Nice video on the 9mm vs the .45


----------



## Blindside (Jul 23, 2014)

"Less over-penetration with the .45, so I would recommend it for home defense."  So it only would have gone through 10 inches of the family member on the other side of the wall, that is waaay safer.


----------



## Dirty Dog (Jul 23, 2014)

I agree that over penetration is a bad thing in a personal weapon. But the best way to control it is through ammo choice. My carry ammo is of the MagSafe/Glaser Safety Slug variety. No over penetration problems in any caliber. 
I do also have a magazine filled with Black Talons. In case I want to shoot through something. 
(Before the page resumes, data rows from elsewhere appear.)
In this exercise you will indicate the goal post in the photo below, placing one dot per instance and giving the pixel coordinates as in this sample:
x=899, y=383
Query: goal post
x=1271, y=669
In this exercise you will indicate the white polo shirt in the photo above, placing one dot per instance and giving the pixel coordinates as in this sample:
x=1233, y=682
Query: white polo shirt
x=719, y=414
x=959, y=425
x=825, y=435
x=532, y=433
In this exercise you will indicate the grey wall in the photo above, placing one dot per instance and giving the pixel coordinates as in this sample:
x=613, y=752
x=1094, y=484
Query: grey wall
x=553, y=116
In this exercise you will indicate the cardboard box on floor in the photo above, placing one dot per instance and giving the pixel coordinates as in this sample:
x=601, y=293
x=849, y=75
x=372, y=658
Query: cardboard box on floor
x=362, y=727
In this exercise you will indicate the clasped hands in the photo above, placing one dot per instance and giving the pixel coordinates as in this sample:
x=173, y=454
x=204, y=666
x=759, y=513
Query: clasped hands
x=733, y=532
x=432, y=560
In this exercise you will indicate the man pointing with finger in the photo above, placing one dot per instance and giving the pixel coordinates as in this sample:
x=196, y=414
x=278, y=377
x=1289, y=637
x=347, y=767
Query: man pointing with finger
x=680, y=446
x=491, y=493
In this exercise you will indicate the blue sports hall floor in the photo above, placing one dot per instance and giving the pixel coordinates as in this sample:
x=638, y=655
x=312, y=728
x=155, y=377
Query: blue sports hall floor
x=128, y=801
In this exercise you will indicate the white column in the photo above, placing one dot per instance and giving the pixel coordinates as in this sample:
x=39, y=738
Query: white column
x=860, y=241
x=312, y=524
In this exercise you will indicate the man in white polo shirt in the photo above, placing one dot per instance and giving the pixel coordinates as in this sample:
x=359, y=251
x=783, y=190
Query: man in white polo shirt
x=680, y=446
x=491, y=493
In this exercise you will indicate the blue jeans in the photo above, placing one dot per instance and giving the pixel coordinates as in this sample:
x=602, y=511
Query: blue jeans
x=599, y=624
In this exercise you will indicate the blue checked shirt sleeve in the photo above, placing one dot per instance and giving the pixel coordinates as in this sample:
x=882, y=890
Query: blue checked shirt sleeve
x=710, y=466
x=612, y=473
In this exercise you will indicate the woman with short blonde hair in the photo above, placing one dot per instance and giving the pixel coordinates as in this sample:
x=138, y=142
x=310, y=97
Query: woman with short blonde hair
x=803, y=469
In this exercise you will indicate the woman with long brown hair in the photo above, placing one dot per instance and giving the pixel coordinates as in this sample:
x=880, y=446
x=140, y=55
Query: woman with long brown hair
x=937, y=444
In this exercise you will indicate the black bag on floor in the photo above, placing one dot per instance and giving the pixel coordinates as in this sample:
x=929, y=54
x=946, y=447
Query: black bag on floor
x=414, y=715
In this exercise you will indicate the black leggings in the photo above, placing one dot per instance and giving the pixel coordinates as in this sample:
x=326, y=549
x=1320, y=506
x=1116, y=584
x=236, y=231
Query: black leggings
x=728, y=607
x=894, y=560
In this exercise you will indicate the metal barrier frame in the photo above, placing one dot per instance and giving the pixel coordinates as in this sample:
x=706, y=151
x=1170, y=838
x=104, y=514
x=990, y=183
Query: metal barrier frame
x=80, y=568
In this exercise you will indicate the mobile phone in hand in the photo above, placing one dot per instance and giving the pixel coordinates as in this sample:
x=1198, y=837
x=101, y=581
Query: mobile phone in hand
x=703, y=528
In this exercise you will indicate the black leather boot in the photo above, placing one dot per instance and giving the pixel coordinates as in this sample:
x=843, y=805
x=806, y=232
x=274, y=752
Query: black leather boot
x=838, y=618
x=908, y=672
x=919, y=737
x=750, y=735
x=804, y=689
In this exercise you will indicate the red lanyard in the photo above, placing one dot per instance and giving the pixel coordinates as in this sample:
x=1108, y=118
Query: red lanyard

Sent from an old fashioned 300 baud acoustic modem by whistling into the handset. Really.


----------



## PhotonGuy (Jul 23, 2014)

I thought you couldn't carry in Australia.


----------



## Dirty Dog (Jul 23, 2014)

Nobody in Australia has posted in this thread...


----------



## PhotonGuy (Jul 23, 2014)

I thought you said you were from Australia, I might be getting you mixed up with somebody else.


----------



## Dirty Dog (Jul 23, 2014)

:face palm:


Sent from an old fashioned 300 baud acoustic modem by whistling into the handset. Really.


----------



## PhotonGuy (Jul 23, 2014)

Dirty Dog said:


> :face palm:
> 
> 
> Sent from an old fashioned 300 baud acoustic modem by whistling into the handset. Really.



:mega face palm:


----------